それは、バケモノと呼んだおれのもとに残ることを全力で拒んだが故か、それともこれ以上海軍の情報を渡すまいとするいじらしい抵抗からか。
そのどちらであれ、おれにとっては好都合であった。まっさらとなったその心に、改めて教育を施すことが出来るのだから。
二度とおれのことを裏切ったりしないように。
二度とおれから銃口を向けられるような真似をやらかすことなどないように。
そうして“家族”として相応しくなるように再教育を行ったそいつは、敵と定めた相手に対して容赦のない苛烈な戦闘員と化した。
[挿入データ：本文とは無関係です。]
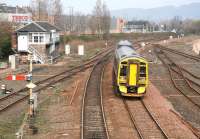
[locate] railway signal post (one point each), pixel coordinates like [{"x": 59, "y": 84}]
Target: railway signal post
[{"x": 31, "y": 85}]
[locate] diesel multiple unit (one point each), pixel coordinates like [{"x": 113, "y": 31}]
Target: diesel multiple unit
[{"x": 130, "y": 71}]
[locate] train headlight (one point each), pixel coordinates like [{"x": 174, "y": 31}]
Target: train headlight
[{"x": 122, "y": 78}]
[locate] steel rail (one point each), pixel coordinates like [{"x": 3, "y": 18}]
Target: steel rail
[
  {"x": 63, "y": 77},
  {"x": 83, "y": 109}
]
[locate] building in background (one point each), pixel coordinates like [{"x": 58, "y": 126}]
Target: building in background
[
  {"x": 16, "y": 15},
  {"x": 138, "y": 27},
  {"x": 117, "y": 25},
  {"x": 39, "y": 38}
]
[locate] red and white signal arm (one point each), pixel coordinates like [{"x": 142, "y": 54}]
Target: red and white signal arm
[{"x": 16, "y": 77}]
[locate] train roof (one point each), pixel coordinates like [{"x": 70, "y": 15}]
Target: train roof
[{"x": 124, "y": 42}]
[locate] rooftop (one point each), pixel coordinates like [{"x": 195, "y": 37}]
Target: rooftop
[{"x": 38, "y": 27}]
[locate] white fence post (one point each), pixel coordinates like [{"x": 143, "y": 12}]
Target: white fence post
[
  {"x": 67, "y": 49},
  {"x": 80, "y": 50}
]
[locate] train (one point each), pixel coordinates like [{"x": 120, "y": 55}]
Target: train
[{"x": 130, "y": 71}]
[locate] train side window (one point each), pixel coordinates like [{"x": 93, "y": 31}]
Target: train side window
[{"x": 123, "y": 71}]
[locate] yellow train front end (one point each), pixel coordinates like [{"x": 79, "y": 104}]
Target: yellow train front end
[{"x": 132, "y": 78}]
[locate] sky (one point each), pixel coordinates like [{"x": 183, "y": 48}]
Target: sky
[{"x": 86, "y": 6}]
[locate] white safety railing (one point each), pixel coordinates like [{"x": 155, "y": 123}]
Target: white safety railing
[{"x": 36, "y": 55}]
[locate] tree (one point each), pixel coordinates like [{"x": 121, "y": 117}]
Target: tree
[
  {"x": 57, "y": 13},
  {"x": 106, "y": 20},
  {"x": 100, "y": 21}
]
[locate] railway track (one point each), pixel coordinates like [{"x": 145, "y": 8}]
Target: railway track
[
  {"x": 179, "y": 80},
  {"x": 143, "y": 121},
  {"x": 21, "y": 95},
  {"x": 93, "y": 122},
  {"x": 196, "y": 58}
]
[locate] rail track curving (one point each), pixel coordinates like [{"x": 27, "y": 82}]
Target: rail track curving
[
  {"x": 142, "y": 120},
  {"x": 181, "y": 82},
  {"x": 196, "y": 58},
  {"x": 21, "y": 95},
  {"x": 93, "y": 122}
]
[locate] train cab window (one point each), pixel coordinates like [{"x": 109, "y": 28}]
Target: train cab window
[
  {"x": 123, "y": 71},
  {"x": 142, "y": 71}
]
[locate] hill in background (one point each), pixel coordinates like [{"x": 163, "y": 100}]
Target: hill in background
[{"x": 191, "y": 11}]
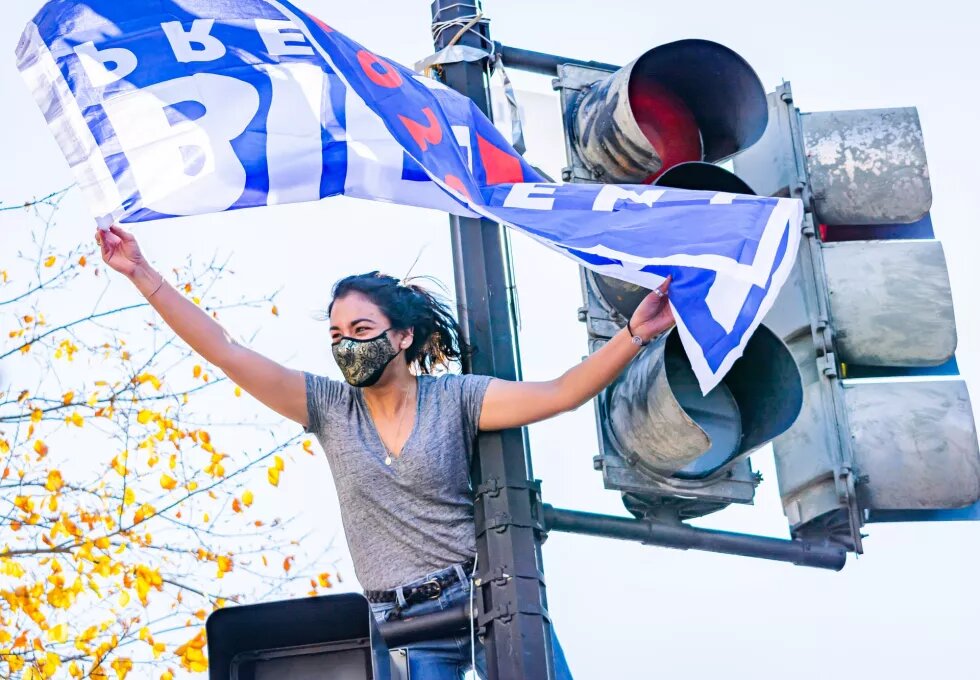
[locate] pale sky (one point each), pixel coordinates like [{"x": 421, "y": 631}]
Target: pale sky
[{"x": 906, "y": 609}]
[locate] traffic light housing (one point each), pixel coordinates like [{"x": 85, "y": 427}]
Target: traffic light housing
[
  {"x": 664, "y": 119},
  {"x": 333, "y": 636},
  {"x": 887, "y": 430},
  {"x": 689, "y": 100}
]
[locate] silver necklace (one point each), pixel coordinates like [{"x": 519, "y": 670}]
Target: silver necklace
[{"x": 398, "y": 433}]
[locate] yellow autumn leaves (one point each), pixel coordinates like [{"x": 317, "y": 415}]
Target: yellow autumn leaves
[{"x": 273, "y": 472}]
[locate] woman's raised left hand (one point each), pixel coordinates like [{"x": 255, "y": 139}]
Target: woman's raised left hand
[{"x": 654, "y": 315}]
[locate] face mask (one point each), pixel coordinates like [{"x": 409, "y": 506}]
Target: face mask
[{"x": 363, "y": 361}]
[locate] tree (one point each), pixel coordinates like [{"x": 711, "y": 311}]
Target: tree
[{"x": 125, "y": 517}]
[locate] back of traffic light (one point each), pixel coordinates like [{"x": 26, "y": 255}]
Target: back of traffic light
[
  {"x": 664, "y": 119},
  {"x": 887, "y": 430}
]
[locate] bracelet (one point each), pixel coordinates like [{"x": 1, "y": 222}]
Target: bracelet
[
  {"x": 162, "y": 281},
  {"x": 637, "y": 340}
]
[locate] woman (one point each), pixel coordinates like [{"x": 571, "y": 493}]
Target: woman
[{"x": 398, "y": 440}]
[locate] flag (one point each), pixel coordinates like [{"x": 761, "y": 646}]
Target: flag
[{"x": 166, "y": 108}]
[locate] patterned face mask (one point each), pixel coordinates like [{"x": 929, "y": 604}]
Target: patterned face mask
[{"x": 363, "y": 361}]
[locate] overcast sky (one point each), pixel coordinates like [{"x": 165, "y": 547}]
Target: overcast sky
[{"x": 907, "y": 609}]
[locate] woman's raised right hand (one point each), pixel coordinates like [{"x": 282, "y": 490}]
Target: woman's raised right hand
[{"x": 120, "y": 250}]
色とは反対に冷たい瞳と、感情を乗せることのない相貌。そこまではかつてと変わることはないが、倒れ込んだ体へと鉛球を数発叩き込む姿に、よもやここまで変貌するとはと舌を巻く。
「……ドフィ」
「! ああ、ロシナンテ、よくやったな」
どこか茫洋とした瞳でおれの反応を伺うそいつへと手を伸ばし、わしゃりと髪を混ぜてやれば無表情だったその顔は安心したように相好を崩す。
「だが全弾撃ち込んでやる必要はなかったんじゃねェか?最初のでもう急所はブチ抜けてただろう」
「んー、でも、おれドジだし、もしかしたら、しとめきれねぇかもっておもってよ。確実にやるなら、こんぐらい、ぶちこまないと」
実際に弾丸を数発撃ち込んで尚、殺しきることのできなかった男がここにいるのだから、その判断は間違ってはいないだろう。頭ではそう結論づける。しかし。
「フッフッフ、なら撃ち込む場所を考えねェとな。腹や背じゃなく、心臓、脳天、こめかみ……この辺りに複数発入れられれば、そう抵抗もなく沈黙させられるだろうよ……必要以上に苦しませたくないのなら、尚の事な」
「……そういうわけじゃ、ねェけど」
つい、と気まずそうに逸らされた視線に口角が上がるのがわかった。やさしげな性質は昔とそう変わらないらしい。
長く苦しませたくないが故に残虐性の強い行動を取る。
慈悲深いが故に、容赦が無いのだ、この男は。
「隠さなくていいぜ、ロシナンテ。お前はやさしいやつだから、なァ」
己が身の内でグルグルと渦を巻き、抗うことの出来ない衝動をもたらしてくる激情に似たものを、こいつもまた、その身に宿しているとしたら。
それはきっと、この苛烈で容赦の無い、やさしさの形をしているのだ。